Sylvester Scott Gorby was born February, 1848.  He would have been 14 years old when Potter’s forces were defeated at Kirksville.  Yet Alva said he joined up at age 15. There is also the problem that Palmyra was September 12,1862, a full month after Kirksville.  The historical time lines just don’t add up.

So, Alva’s uncles Orrin and Thomas Owen Gorby:

Neither seemed to have anything to do with the war.  It is possible they joined up with the Missouri State Guard when their father did, and simply evaded capture at Blackwater Creek.  However, in 1863, both Orrin and Thomas registered for the Union draft.

Living in Colony, Knox Co, MO
Orrin Gorby, age 28 (as of July 1, 1863), Farmer, Single, born in OH.

Living in Millport, Knox Co, MO
Thomas O Gorby, age 27 (as of July 1, 1863), Farmer, Married, born in MO.

Doesn’t sound much like a pair of Confederate Majors, does it?

So now we are left with Lewis M. Gorby.  Lewis is a 5th generation Gorby (son of Richard, son of Joseph, son of Joseph, son of Samuel).  He was most likely born in Delaware Co, PA although he and his two brothers listed both Pennsylvania and Delaware as their place of birth on census records.  His parents Richard Gorby and Margaret Carter did not get along, divorcing in 1828.

Lewis headed west, ending up in Nashville, Davidson Co, TN where he set up shop as a seller and hanger of wall paper.  He married Mary Horn of Nashville in 1847.  Mary’s father was Williamson Hartley Horn who had a successful house painting business and was mayor of Nashville from 1852-1853.

In May 1861, one month after Fort Sumter with war imminent, Lewis’s brother-in-law,  William L Horn, helped form a unit of cavalry.  This became the Tennessee 1st Cavalry Battalion (McNairy’s) Co B.  William was one of the captains, and Lewis was a 1st lieutenant.  So this much Alva got right.

Lewis is the only Gorby that actually shows up on a Confederate troop roster.   From “Roster of Confederate Soldiers 1861-1865” edited by Janet B Hewette:

Lewis M. Gorby served with TN 1st Cav Btn (McNairy’s) Co B.  This company was made up of men from Davidson Co, TN and was organized at Nashville May 25, 1861.  Rank 1st Lieutenant, commissioned 23 May 1861.  His pay in 1861 was $100/mo.  Also known as “The Shelby Dragoons”.

Too bad he was killed during the war.

But wait… we find Lewis on the 1870 Federal Census, still living in Nashville with his wife, son Richard and daughter Carrie.

So Lewis wasn’t killed during the war, and his unit was not at Memphis, and he never owned a plantation.  Most of the members of McNairy’s company went home after serving for a year, and the entire battalion was reorganized into the 2nd Cavalry Regiment in June 1862.  Early in 1862 a horse had fallen on his brother-in-law Captain William Horn, breaking his leg so badly that he spent the rest of the war in Nashville.

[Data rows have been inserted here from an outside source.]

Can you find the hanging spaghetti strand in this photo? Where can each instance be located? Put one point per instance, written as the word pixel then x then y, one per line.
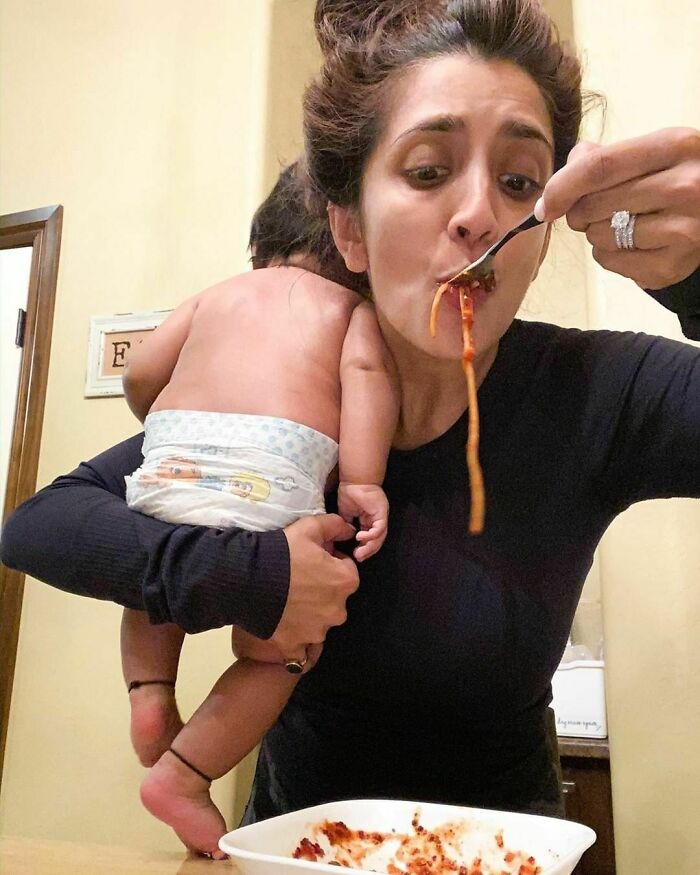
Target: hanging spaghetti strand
pixel 477 510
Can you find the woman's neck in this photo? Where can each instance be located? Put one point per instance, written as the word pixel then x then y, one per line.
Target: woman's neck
pixel 433 392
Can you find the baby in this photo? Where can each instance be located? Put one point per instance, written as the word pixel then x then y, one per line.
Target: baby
pixel 251 392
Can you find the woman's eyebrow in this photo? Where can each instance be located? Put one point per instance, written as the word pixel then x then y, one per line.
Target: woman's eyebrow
pixel 524 131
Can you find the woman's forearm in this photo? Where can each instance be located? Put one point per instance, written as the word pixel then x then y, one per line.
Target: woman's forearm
pixel 78 535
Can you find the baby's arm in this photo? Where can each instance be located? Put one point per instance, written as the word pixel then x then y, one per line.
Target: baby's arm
pixel 150 365
pixel 368 418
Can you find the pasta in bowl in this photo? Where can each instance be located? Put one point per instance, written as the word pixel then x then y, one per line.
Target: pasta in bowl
pixel 407 838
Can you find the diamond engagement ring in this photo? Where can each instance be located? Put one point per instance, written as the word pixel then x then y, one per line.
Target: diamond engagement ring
pixel 296 666
pixel 622 223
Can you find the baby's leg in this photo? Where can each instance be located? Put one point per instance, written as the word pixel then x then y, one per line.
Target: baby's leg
pixel 244 703
pixel 150 656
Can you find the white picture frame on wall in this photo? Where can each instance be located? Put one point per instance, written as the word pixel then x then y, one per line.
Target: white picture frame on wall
pixel 111 338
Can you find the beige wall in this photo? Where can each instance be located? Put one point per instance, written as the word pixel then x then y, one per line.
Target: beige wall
pixel 145 120
pixel 643 55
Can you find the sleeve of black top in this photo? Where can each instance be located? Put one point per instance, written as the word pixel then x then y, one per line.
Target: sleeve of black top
pixel 78 535
pixel 684 300
pixel 652 413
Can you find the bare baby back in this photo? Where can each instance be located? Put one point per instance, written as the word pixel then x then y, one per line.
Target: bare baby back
pixel 267 343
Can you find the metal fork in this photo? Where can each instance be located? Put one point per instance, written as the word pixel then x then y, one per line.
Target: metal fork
pixel 482 265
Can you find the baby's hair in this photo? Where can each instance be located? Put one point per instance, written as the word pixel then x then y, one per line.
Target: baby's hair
pixel 290 222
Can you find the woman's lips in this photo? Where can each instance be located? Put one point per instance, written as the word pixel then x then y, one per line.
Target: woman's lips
pixel 452 295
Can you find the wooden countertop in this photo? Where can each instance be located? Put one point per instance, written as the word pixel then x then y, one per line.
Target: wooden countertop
pixel 590 748
pixel 24 856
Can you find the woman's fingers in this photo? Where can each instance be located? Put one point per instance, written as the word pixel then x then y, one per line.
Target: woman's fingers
pixel 599 168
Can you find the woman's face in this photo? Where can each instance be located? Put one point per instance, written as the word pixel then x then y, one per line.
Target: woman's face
pixel 464 154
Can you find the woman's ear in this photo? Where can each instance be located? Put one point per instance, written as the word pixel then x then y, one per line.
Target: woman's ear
pixel 347 233
pixel 543 252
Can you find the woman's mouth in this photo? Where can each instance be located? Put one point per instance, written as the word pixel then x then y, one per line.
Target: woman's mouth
pixel 478 289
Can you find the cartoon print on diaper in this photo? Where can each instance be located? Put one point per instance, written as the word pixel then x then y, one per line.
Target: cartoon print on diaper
pixel 245 484
pixel 172 468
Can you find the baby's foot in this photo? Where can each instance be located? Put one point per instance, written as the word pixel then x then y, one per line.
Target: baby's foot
pixel 176 795
pixel 155 721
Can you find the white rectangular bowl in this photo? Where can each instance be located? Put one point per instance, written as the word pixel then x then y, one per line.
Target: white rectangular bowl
pixel 266 848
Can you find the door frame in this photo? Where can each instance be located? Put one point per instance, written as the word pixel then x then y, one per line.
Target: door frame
pixel 40 229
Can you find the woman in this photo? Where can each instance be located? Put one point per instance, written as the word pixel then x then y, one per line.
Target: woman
pixel 429 143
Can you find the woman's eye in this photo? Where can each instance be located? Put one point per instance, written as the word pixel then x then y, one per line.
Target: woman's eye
pixel 426 176
pixel 519 186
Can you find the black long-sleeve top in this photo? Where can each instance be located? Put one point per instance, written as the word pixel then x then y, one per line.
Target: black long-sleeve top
pixel 78 535
pixel 436 685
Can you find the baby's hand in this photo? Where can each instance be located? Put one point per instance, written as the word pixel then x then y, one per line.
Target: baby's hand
pixel 369 504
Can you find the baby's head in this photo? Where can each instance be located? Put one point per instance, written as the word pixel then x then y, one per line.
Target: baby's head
pixel 288 228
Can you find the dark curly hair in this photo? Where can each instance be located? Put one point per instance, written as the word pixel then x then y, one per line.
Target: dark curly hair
pixel 367 45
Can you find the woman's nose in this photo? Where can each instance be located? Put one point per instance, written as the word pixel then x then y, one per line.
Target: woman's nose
pixel 473 219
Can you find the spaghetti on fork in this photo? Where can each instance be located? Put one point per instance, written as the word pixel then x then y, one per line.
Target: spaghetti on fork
pixel 463 283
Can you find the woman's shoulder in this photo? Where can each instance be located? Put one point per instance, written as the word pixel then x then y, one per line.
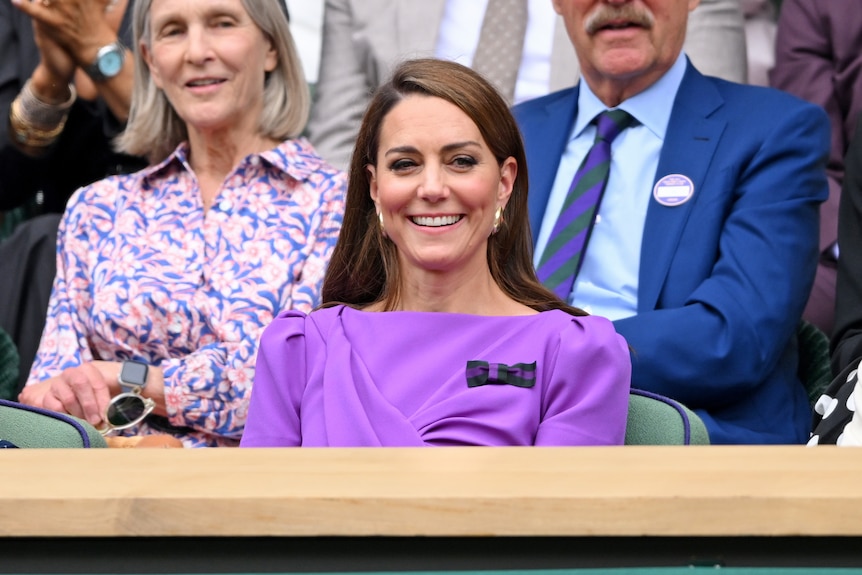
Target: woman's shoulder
pixel 582 331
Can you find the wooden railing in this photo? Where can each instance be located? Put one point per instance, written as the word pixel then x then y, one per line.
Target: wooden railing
pixel 446 492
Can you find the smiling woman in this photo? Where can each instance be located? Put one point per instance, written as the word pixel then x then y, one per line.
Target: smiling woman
pixel 180 266
pixel 435 330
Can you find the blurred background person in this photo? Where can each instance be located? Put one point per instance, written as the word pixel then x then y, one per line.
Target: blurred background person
pixel 520 45
pixel 168 275
pixel 65 85
pixel 819 58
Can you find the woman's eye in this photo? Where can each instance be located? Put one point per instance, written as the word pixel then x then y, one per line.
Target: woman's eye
pixel 170 31
pixel 464 161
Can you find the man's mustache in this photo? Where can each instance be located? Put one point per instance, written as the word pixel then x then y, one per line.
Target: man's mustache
pixel 605 14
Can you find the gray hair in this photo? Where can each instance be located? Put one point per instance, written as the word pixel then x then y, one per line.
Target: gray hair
pixel 154 129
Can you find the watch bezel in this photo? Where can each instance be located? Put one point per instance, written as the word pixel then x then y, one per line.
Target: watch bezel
pixel 133 375
pixel 96 71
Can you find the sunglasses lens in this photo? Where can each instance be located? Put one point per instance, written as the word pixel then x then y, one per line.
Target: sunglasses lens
pixel 126 410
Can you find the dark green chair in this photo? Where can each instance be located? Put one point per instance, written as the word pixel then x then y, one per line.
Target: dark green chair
pixel 9 361
pixel 657 420
pixel 815 369
pixel 25 426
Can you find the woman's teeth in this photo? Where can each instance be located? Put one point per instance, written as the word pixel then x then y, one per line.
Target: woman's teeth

After the war, in addition to running his business, Lewis was also assistant chief of the local fire department. In 1871, he was painting a civic building in preparation for a celebration, contracted pneumonia and died a few days later.

So, did Lewis have two brothers who served during the war on the Union side?

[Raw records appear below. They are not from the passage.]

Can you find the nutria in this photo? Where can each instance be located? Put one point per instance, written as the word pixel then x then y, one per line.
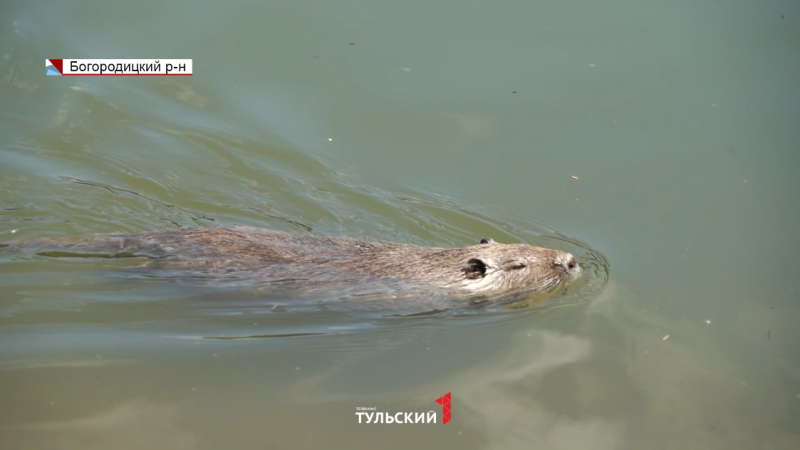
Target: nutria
pixel 489 268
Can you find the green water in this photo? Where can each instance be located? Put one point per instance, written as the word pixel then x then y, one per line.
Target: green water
pixel 657 140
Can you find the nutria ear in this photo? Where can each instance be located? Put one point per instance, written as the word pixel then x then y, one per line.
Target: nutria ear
pixel 475 269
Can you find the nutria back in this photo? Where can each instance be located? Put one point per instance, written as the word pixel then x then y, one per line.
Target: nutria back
pixel 327 262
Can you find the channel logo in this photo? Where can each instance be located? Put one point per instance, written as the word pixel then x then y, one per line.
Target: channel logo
pixel 445 402
pixel 369 414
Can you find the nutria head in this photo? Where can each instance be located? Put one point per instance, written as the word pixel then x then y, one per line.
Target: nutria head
pixel 514 267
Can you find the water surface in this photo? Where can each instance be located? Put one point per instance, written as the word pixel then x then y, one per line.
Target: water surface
pixel 656 141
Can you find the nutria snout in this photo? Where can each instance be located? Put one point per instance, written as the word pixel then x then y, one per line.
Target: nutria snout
pixel 326 264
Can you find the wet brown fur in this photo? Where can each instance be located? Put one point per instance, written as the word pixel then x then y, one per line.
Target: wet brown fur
pixel 488 268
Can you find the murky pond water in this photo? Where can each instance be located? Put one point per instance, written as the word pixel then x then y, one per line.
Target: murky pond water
pixel 657 142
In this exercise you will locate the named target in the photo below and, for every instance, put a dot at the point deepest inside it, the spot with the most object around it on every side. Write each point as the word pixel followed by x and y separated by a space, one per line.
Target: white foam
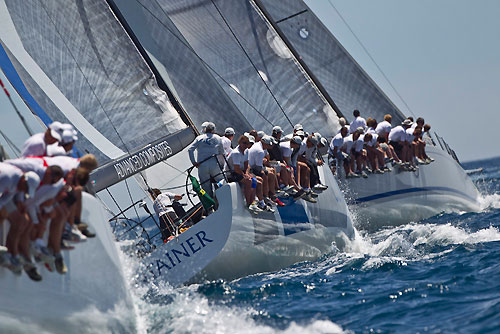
pixel 489 201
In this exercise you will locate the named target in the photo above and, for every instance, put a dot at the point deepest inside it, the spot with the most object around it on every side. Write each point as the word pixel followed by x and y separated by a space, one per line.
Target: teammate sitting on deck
pixel 164 207
pixel 357 122
pixel 337 156
pixel 226 140
pixel 256 156
pixel 238 171
pixel 36 145
pixel 207 145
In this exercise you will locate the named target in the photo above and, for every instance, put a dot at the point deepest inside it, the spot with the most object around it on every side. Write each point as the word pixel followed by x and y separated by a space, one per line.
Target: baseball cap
pixel 33 181
pixel 407 122
pixel 68 136
pixel 313 140
pixel 267 140
pixel 296 140
pixel 277 129
pixel 56 129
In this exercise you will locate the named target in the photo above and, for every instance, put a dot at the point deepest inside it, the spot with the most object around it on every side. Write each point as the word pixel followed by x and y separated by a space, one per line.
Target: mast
pixel 297 57
pixel 159 79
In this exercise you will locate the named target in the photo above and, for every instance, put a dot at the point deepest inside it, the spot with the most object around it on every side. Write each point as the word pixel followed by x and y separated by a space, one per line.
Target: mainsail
pixel 252 63
pixel 345 81
pixel 78 63
pixel 193 84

Lewis had one brother, Robert Cloud Gorby who served in Company A, 37th Regiment PA Militia during July-Aug 1863.  This was a unit that was hurriedly formed when Lee invaded Maryland and Pennsylvania, shortly after the Battle of Gettysburg.  It existed for only one month.

Alva also listed Lewis’ brother Joseph Carter Gorby as serving in same unit.   Actually, there was a second Gorby in this unit, but it was George Gorby (whose relationship to the rest of us remains unknown).  His brother Joseph was not listed and during the war he lived in Milford, Kent County, DE where he ran a candy store and served as both a tax collector and town constable.

So there you have it good reader.  We had one Confederate soldier, and one member of the Missouri State Guard. How could Alva have gotten her own family’s service so dreadfully wrong?

I tend to blame her father for that.   In a book of biographies of prominent Indiana men published in 1893, under Sylvester’s entry is the following about his father Thomas:

“He was colonel of a Missouri regiment in the Confederate army during the Civil War but was captured and held a prisoner for two years.”

Wishful storytelling simply doesn’t hold up to historic facts.